Eu acredito que tenha sido mais ou menos assim mesmo os acontecimentos daquela época, da fundação de São paulo.
Os europeus não tinham o hábito de banharem-se, como nossos índios... Posso imaginar o fedor daqueles padres, com suas grossas batinas, sob o sol tropical do Brasil, mesmo com a garoa de Sampa.
Adorei sua imaginação.
Valeu!
Muita paz!
Ignácio, tua estória é tão ou mais verídica do que todas as já editadas e apresentadas nos bancos das escolas deste Brasil durante todos esses anos que se seguiram àqueles acontecimentos.
Gostei muito, mas me ficou aqui, por detrás do pavilhão auditivo, juma pequena pulga. Estivestes por lá ou praticaste a feitiçaria e a vidência?
Abraços amigo.
Pois é, Ignácio!
Como bem disse o Miguel, eu também acredito que você esteve por lá, quem sabe um dos padres ou frades, atirado nas águas do Tamanduatehy para se transformar num quase -mártir, como queria o Padre Manuel da Nóbrega? Afinal, conhecer tão bem, a ponto de colocar detalhes na história da fundação de São Paulo, só mesmo um dos participantes... quem sabe, talvez, André Ramalho, o filho de João Ramalho que, acostumado com a sujeira dos portugueses e espanhóis que por aqui apareciam, logo percebeu o que precisava ser feito e providenciou?!
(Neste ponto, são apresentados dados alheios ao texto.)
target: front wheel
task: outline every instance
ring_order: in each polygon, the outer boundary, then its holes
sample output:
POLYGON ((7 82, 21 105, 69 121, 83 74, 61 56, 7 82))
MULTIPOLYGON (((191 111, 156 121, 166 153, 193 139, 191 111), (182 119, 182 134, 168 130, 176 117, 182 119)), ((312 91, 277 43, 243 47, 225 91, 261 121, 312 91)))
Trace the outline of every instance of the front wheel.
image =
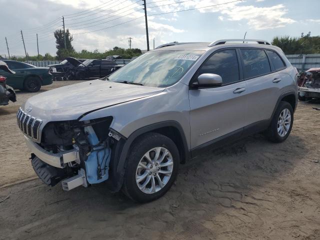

Mas, estando ou não no palco dos acontecimentos, seu conto está muito bom! Pena que tenha nos brindado tão pouco com suas histórias sempre tão interessantes!
Abraço.
Ignácio, quanta criatividade, meus parabéns! Com certeza foi muito tumultuado a chegada dos Jesuítas e da Família Real em terras brasileiras.Nada muito confortável...rsrs. Um abraço.
Ignácio, tem um ditado italiano que diz: "Si non'e vero, é bem trovato". (se não é verdade é bem contado). Agora, como se manifestaram os colegas abaixo, eu não acho que vc testemunhou o "banho dos padres". Maldade deles, vc estava nos terrenos onde se ergueria o futuro Hospital das Clínicas, queria ser o primeiro enfermeiro a ser contratado. Isso eu sei por que vc foi o segundo. Eu já estava lá.Quanto ao Tamanduateí, depois desses banhos, nunca mais foi o mesmo, até hoje cheira mal.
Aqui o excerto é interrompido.